If you measure it by landmass, Hawaii is one of the smallest states in the union. If you measure it by tourism, however, it's easily one of the largest. Case in point: The state's annual visitor totals, which set new records for the sixth year in a row in 2017, according to data published last week by the Hawaii Tourism Authority (HTA).
According to HTA, a total of 9.38 million people visited Hawaii last year, up 5 percent from 8.93 million in 2016. Collectively, those visitors stayed 4.3 percent longer and spent 6.2 percent more during their trip -- a total of $16.78 billion, which generated a record $1.96 billion in state tax revenue and supported a record 204,000 jobs statewide.
The Big Island saw the largest tourism increase, followed by Kauai, Maui, and Oahu.
"What tourism generated for Hawai'i in 2017, highlighted by record totals in the five major categories that convey the industry's importance to residents and the state's economy, is rewarding and should not be taken for granted," said HTA President and CEO George D. Sziget. "It's especially heartening that tourism is supporting 204,000 jobs in Hawaii, knowing how the industry's success helps families, businesses, and communities statewide."
Hawaii's hotel industry also saw record performance in 2017, according to HTA, which said hotels in Hawaii averaged a record $212 in revenue per available room (RevPAR) for all of 2017, up 5.4 percent from 2016. Hotels' average daily rate (ADR), meanwhile, was $264 -- also a new annual record -- while occupancy averaged 80 percent. ADR was up 4.1 percent from 2016 while occupancy was up 1 percent.
"Coming into 2017the outlook was soft for the hotel industry, particularly in the third quarter, but the rates that hotels commanded, and the revenues generated, turned out to be far greater than anyone anticipated on a statewide level," said Jennifer Chun, HTA director of tourism research.
The state's positive performance last year is due in large part to new airlift, according to HTA, which said total trans-Pacific air capacity to the Hawaiian Islands increased 1.8 percent last year, to a record 12.2 million seats.
"The island of Hawaii really stands out for the way it is bouncing back with healthy increases in RevPAR and occupancy," Chun continued. "The increased air seat capacity introduced in 2017 translated into success for the hotel properties."

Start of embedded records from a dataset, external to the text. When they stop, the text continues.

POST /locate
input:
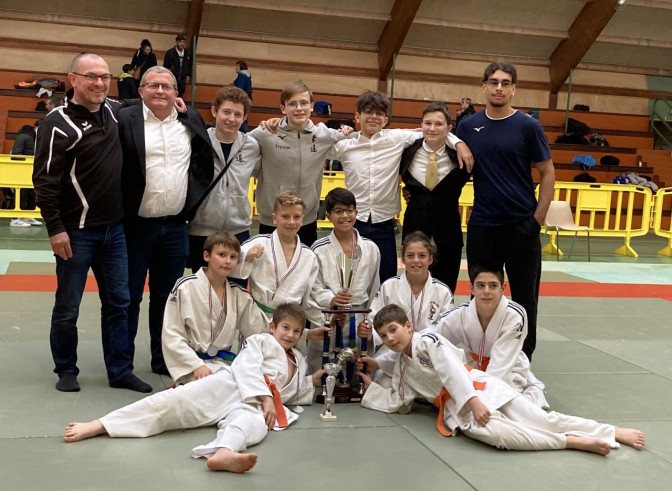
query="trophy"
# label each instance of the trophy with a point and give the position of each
(347, 386)
(332, 370)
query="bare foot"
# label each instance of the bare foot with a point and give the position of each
(593, 445)
(228, 460)
(631, 437)
(75, 432)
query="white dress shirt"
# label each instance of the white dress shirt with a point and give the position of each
(167, 157)
(372, 170)
(418, 167)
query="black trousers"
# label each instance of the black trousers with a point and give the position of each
(517, 248)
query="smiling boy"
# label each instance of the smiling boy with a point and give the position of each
(473, 402)
(341, 210)
(245, 400)
(205, 311)
(493, 328)
(292, 159)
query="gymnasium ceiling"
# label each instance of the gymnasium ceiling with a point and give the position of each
(559, 34)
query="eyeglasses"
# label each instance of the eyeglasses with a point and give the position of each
(164, 87)
(494, 83)
(92, 77)
(295, 104)
(372, 112)
(343, 211)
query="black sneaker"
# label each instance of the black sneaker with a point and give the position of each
(67, 382)
(131, 382)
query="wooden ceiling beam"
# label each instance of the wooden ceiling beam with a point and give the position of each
(393, 35)
(192, 27)
(583, 32)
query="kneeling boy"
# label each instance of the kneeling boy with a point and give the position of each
(246, 400)
(479, 405)
(205, 311)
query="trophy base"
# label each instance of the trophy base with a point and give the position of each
(343, 395)
(328, 417)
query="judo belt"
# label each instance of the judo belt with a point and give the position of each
(483, 365)
(264, 308)
(277, 402)
(224, 355)
(440, 403)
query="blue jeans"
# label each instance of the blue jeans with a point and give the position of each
(102, 249)
(382, 234)
(158, 246)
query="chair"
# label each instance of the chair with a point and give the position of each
(560, 217)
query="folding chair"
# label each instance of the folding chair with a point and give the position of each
(560, 217)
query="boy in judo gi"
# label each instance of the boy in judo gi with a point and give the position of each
(205, 311)
(244, 400)
(479, 405)
(364, 257)
(492, 329)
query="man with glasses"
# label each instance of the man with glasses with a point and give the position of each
(168, 166)
(77, 178)
(506, 218)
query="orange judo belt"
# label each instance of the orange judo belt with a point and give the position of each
(440, 403)
(277, 402)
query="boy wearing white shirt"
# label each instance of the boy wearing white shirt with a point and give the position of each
(371, 165)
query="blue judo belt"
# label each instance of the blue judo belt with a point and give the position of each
(224, 355)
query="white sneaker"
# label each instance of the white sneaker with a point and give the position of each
(17, 222)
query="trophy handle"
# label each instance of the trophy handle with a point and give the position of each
(325, 355)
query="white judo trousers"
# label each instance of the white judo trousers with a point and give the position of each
(229, 398)
(205, 402)
(516, 423)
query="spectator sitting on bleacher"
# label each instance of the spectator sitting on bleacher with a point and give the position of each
(25, 145)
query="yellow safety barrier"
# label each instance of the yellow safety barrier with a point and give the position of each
(16, 176)
(663, 196)
(608, 209)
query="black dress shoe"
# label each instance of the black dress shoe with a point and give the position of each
(131, 382)
(67, 382)
(163, 370)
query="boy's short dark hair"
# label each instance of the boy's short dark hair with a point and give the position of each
(339, 196)
(294, 88)
(485, 267)
(418, 236)
(389, 313)
(233, 94)
(503, 66)
(226, 239)
(437, 107)
(371, 100)
(289, 310)
(288, 198)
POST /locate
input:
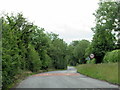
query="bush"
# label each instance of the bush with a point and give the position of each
(91, 61)
(113, 56)
(34, 59)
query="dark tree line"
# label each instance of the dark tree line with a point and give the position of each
(25, 46)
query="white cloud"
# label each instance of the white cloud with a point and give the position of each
(71, 19)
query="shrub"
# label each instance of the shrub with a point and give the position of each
(34, 59)
(113, 56)
(91, 61)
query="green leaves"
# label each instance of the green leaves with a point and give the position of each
(104, 40)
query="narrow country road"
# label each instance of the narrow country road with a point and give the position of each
(63, 79)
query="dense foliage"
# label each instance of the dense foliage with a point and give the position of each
(107, 22)
(113, 56)
(27, 47)
(76, 53)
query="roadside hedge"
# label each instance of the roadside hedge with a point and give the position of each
(113, 56)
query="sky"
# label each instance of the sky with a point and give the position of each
(71, 19)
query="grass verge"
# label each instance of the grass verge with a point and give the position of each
(106, 71)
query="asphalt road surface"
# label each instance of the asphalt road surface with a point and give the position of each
(63, 79)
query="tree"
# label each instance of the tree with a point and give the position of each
(104, 40)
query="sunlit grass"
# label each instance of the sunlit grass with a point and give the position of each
(105, 71)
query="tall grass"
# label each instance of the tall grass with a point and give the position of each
(105, 71)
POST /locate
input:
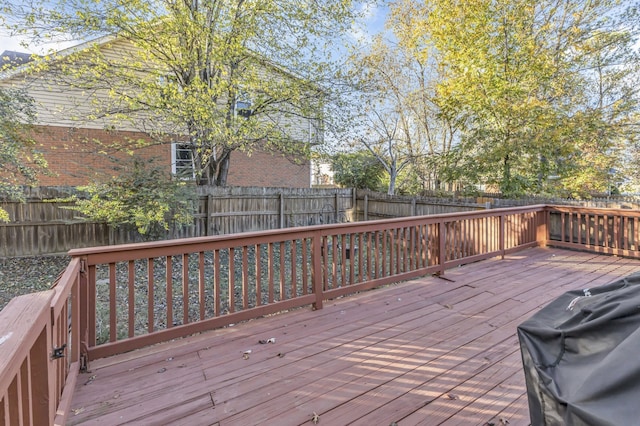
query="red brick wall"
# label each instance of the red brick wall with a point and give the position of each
(74, 156)
(264, 169)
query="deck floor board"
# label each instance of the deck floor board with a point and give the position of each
(428, 351)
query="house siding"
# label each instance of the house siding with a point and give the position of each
(75, 159)
(67, 134)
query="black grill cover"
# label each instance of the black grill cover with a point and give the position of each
(581, 357)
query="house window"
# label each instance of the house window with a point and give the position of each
(182, 160)
(243, 105)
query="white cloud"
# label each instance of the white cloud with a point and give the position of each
(371, 21)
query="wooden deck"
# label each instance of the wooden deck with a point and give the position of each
(430, 351)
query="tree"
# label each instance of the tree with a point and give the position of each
(226, 74)
(357, 170)
(20, 162)
(400, 120)
(543, 88)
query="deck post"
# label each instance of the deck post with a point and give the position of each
(316, 269)
(83, 323)
(442, 234)
(542, 228)
(501, 236)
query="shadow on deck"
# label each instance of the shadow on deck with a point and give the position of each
(429, 351)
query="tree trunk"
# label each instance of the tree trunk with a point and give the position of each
(393, 173)
(223, 169)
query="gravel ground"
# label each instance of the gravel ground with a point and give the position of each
(22, 275)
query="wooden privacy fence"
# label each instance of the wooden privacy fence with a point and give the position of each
(45, 225)
(372, 205)
(120, 298)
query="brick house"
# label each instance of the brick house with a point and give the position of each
(74, 145)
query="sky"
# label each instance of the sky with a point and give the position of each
(372, 22)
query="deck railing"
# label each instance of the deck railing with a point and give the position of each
(119, 298)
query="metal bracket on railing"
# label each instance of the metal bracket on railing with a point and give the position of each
(58, 352)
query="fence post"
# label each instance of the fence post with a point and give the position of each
(366, 207)
(354, 203)
(316, 269)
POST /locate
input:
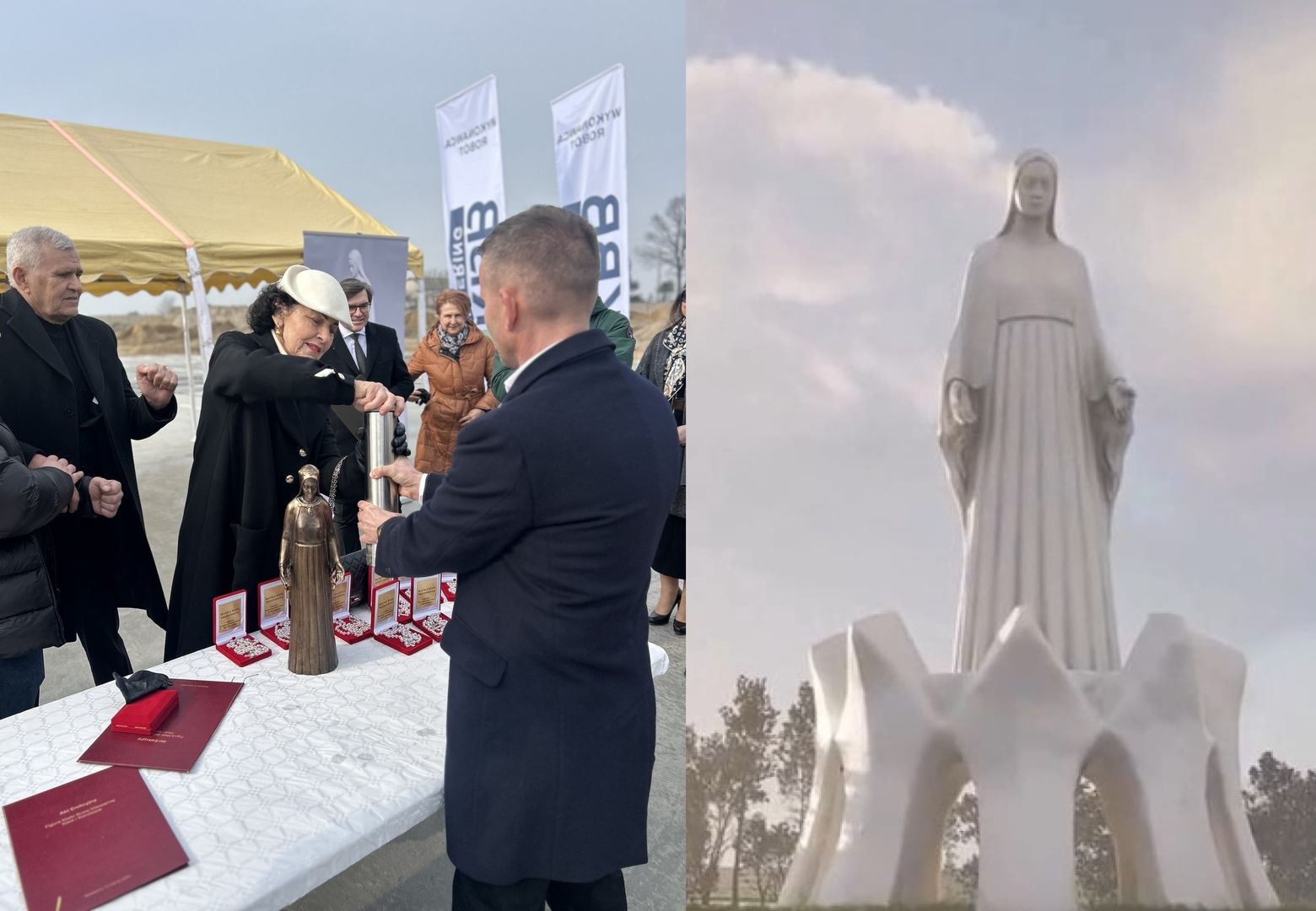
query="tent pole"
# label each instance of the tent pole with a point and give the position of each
(421, 311)
(187, 353)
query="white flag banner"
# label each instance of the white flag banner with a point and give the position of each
(472, 162)
(590, 143)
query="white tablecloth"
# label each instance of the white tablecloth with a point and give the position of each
(305, 777)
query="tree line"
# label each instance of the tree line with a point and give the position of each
(747, 791)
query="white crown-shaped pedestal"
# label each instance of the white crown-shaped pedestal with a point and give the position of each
(897, 744)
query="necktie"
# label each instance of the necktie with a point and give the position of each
(359, 354)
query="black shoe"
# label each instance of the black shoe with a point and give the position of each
(657, 619)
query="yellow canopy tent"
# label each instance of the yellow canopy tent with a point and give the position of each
(164, 213)
(132, 202)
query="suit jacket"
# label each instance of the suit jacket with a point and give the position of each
(37, 402)
(263, 416)
(550, 515)
(385, 364)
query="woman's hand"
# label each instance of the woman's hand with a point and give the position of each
(961, 403)
(375, 396)
(1121, 399)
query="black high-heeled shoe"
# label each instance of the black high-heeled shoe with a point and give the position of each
(657, 619)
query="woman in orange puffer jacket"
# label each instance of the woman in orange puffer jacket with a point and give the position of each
(458, 359)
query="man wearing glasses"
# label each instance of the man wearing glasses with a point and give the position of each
(368, 350)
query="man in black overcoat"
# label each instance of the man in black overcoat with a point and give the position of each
(65, 392)
(361, 350)
(549, 515)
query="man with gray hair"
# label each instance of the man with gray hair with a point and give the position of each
(549, 515)
(63, 391)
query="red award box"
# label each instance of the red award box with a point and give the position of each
(86, 843)
(230, 638)
(179, 741)
(383, 622)
(145, 715)
(434, 626)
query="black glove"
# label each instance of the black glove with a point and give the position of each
(141, 683)
(401, 446)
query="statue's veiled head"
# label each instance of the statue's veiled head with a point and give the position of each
(310, 477)
(1033, 185)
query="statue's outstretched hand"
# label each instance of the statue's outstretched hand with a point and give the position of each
(1121, 396)
(961, 403)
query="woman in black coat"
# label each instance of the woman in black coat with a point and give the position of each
(265, 413)
(664, 365)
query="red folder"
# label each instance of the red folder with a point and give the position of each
(178, 744)
(86, 843)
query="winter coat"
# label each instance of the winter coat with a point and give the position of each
(28, 500)
(37, 399)
(454, 389)
(653, 368)
(263, 416)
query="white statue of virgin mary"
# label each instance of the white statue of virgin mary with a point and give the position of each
(1034, 420)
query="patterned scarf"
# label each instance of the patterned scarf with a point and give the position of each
(676, 370)
(451, 345)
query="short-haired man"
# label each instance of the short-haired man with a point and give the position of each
(550, 516)
(612, 323)
(63, 391)
(366, 350)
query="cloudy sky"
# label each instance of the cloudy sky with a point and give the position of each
(348, 89)
(844, 164)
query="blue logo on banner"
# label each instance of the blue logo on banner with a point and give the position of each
(604, 213)
(467, 228)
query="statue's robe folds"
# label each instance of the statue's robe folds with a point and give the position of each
(1038, 473)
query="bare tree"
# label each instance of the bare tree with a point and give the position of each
(665, 241)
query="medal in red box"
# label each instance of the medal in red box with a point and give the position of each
(145, 715)
(347, 627)
(230, 636)
(448, 593)
(406, 596)
(383, 622)
(425, 607)
(274, 612)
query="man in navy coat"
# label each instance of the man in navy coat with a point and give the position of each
(550, 515)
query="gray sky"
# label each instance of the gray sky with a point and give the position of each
(348, 89)
(843, 166)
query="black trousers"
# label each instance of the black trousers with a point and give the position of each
(86, 560)
(604, 894)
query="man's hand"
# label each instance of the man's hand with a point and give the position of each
(370, 518)
(157, 383)
(63, 465)
(105, 497)
(403, 474)
(375, 396)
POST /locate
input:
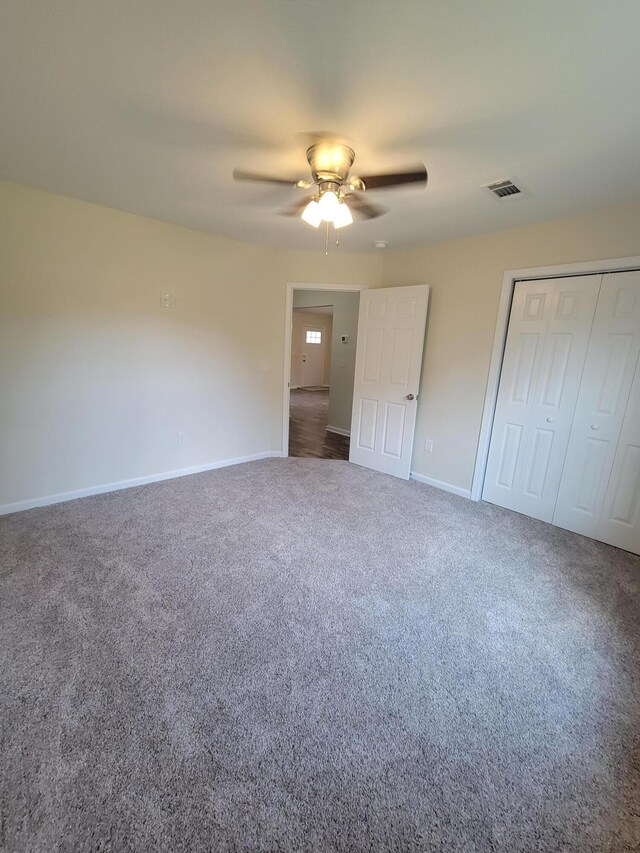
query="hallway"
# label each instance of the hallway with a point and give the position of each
(307, 427)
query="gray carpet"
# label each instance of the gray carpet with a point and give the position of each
(302, 655)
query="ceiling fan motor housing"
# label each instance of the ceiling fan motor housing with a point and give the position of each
(330, 164)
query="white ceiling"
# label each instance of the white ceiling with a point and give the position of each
(323, 309)
(147, 106)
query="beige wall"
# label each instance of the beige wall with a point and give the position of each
(466, 277)
(97, 378)
(301, 320)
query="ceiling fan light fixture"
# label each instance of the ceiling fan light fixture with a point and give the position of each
(328, 205)
(311, 214)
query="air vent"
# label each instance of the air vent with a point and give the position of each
(503, 189)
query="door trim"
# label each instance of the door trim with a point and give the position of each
(288, 323)
(509, 280)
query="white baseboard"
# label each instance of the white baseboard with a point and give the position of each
(438, 484)
(339, 431)
(5, 509)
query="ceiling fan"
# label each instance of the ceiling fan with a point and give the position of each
(336, 194)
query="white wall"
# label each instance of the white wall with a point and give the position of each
(302, 320)
(345, 322)
(97, 378)
(466, 279)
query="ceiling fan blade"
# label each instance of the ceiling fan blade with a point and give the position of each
(241, 175)
(297, 208)
(418, 175)
(363, 208)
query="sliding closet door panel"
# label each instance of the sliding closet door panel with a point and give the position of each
(598, 450)
(544, 356)
(620, 519)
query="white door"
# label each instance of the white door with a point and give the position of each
(391, 328)
(597, 431)
(547, 342)
(312, 355)
(620, 518)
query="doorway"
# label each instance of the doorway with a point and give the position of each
(323, 326)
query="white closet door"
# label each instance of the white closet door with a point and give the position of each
(545, 351)
(601, 408)
(620, 519)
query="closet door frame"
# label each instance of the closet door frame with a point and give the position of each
(509, 280)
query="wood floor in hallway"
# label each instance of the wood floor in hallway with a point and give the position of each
(308, 436)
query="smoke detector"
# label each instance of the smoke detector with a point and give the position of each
(503, 189)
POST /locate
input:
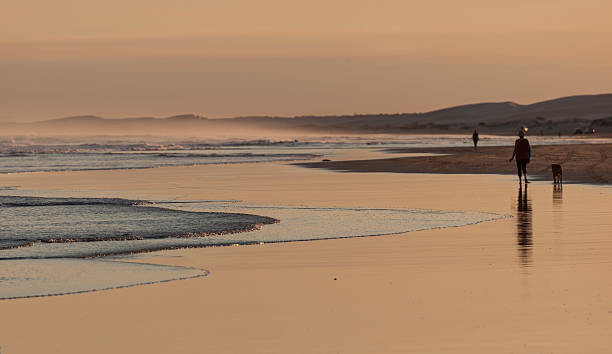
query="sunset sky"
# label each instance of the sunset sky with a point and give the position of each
(271, 57)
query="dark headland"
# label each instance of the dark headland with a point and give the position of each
(565, 116)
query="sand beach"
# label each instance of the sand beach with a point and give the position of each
(532, 281)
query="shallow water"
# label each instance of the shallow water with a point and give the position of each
(103, 227)
(49, 277)
(116, 153)
(112, 231)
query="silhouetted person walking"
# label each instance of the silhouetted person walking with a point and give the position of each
(522, 151)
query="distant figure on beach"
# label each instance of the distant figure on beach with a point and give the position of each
(475, 138)
(522, 152)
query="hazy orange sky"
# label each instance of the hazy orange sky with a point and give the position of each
(271, 57)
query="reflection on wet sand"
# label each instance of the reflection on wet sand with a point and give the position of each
(557, 196)
(524, 231)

Concluded Sziget: "We are grateful for the efforts of Hawaii's tourism industry partners to constantly improve their facilities and product offerings, and the outstanding service that our tourism professionals provide to visitors coming from around the world. HTA's marketing programs drive travel demand for Hawaii, but it's the warmth and aloha of our people throughout the islands that keep them coming back."